Clive James, founder and chair of the International Service for the Acquisition of Agri-Biotech Application, reported at a conference on global status of commercialized biotech/genetically modified (GM) crops for 2011 in Hanoi that due to significant benefits, strong growth in GM crops continued in 2011.
It saw a double-digit increase of 12 million hectares, at an annual growth rate of 8 per cent, reaching 160 million hectares, up from 148 million hectares in 2010.
“A 94-fold increase from 1.7 million hectares in 1996 to 160 million hectares in 2011 makes biotech crops the fastest adopted crop technology in recent history,” James said.
In 2011, a record 16.7 million farmers, up 1.3 million or 8 per cent from 2010, grew biotech crops – notably over 90 per cent, or 15 million, were small resource-poor farmers in developing countries. Farmers are the masters of risk aversion and in 2011, a record 7 million small farmers in China and another 7 million in India, elected to plant 14.5 million hectares of Bt cotton.
Developing countries grew about 50 per cent of global biotech crops in 2011 and are expected to exceed industrial country hectarage in 2012. In 2011, growth rate for biotech crops was twice as fast, and twice as large, in developing countries, at 11 per cent or 8.2 million hectares, versus 5 per cent or 3.8 million hectares in industrial countries.
The five lead developing countries in biotech crops are India and China in Asia, Brazil and Argentina in Latin America, and South Africa on the continent of Africa, which together represent 40 per cent of the global population, which could reach 10.1 billion by 2100.
From 1996 to 2010, biotech crops contributed to food security, sustainability and climate change by increasing crop production valued at $78.4 billion, providing a better environment by saving 443 million kilogrammes of pesticides. In 2010, GM crops helped reduce carbon dioxide emissions by 19 billion kg.

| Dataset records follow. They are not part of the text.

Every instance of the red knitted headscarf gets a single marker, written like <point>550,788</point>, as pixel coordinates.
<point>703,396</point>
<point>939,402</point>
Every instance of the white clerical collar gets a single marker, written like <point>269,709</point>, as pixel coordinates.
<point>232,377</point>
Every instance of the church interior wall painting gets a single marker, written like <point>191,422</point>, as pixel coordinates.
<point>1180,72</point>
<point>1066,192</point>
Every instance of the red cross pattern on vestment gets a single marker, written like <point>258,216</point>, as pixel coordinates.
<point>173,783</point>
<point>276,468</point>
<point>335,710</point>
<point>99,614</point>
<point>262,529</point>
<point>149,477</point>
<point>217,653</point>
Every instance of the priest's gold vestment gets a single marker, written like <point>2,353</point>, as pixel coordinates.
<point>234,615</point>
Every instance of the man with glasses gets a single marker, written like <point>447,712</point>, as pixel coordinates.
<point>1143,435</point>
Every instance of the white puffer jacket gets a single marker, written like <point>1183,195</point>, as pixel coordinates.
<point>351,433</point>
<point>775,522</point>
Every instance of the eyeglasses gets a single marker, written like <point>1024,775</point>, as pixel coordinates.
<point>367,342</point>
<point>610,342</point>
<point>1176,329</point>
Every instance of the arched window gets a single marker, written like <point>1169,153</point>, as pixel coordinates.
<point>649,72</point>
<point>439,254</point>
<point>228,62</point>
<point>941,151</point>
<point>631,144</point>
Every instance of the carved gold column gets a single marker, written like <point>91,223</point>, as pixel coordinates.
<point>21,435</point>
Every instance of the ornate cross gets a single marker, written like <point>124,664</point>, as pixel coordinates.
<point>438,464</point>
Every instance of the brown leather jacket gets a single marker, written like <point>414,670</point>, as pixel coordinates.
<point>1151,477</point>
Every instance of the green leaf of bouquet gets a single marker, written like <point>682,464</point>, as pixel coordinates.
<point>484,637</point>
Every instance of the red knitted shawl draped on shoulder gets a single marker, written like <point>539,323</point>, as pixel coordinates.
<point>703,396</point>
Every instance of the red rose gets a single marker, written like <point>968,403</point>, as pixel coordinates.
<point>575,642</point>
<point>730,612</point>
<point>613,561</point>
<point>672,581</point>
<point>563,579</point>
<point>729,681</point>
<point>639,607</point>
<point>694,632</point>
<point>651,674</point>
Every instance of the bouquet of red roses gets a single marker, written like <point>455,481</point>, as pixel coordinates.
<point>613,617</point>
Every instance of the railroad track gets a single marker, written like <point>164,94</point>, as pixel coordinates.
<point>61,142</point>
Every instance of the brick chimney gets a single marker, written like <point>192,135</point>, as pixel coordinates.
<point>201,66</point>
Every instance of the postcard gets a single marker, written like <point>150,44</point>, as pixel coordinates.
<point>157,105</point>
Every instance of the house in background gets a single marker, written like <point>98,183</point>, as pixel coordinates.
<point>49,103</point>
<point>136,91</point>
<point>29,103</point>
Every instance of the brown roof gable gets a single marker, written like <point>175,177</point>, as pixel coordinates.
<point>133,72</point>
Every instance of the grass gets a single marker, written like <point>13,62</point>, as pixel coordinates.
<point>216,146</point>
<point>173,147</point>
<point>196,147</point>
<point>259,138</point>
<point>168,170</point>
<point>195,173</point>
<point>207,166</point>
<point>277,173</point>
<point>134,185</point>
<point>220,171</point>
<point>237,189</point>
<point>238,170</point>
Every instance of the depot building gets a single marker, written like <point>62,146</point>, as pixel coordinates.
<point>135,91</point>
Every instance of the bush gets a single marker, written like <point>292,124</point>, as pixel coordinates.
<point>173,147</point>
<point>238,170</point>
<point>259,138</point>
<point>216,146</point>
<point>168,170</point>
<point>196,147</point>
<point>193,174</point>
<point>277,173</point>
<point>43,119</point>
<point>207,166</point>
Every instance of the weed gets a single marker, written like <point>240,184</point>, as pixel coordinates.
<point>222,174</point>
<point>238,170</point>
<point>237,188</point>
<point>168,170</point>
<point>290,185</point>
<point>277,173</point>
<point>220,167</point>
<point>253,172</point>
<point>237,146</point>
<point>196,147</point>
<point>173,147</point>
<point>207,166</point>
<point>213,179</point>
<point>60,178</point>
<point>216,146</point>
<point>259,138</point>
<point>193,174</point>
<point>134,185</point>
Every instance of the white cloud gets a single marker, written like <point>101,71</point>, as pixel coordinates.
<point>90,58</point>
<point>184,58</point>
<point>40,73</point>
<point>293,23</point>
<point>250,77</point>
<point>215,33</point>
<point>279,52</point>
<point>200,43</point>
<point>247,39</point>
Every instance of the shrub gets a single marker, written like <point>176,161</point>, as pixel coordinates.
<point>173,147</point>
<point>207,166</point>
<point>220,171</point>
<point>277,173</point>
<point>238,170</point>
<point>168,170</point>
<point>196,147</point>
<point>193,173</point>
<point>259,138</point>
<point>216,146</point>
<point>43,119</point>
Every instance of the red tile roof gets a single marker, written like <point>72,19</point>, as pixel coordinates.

In Vietnam, though the country was known as an agricultural country, it has to annually import over 70 per cent of its needed maize and soya beans for animal feed production. Besides, the country has to import 90 per cent of its needed cotton material annually.
According to the Ministry of Agriculture and Rural Development, the country’s farm land areas were declining due to urbanisation, its population grew by over one million per year. It is expected Vietnam would need about 50 million and 80 million tonnes of cereal by 2020 and 2050, respectively.
Besides, given climate change, such challenges mean that Vietnam needed to boost the application of genetically modified crops to ensure its agricultural production and national food security, the ministry said.
Though the government enacted in November, 2006 Decision 11/2006/QD-TTg on GM crop development in Vietnam, the country has three GM crops rice, maize and cotton.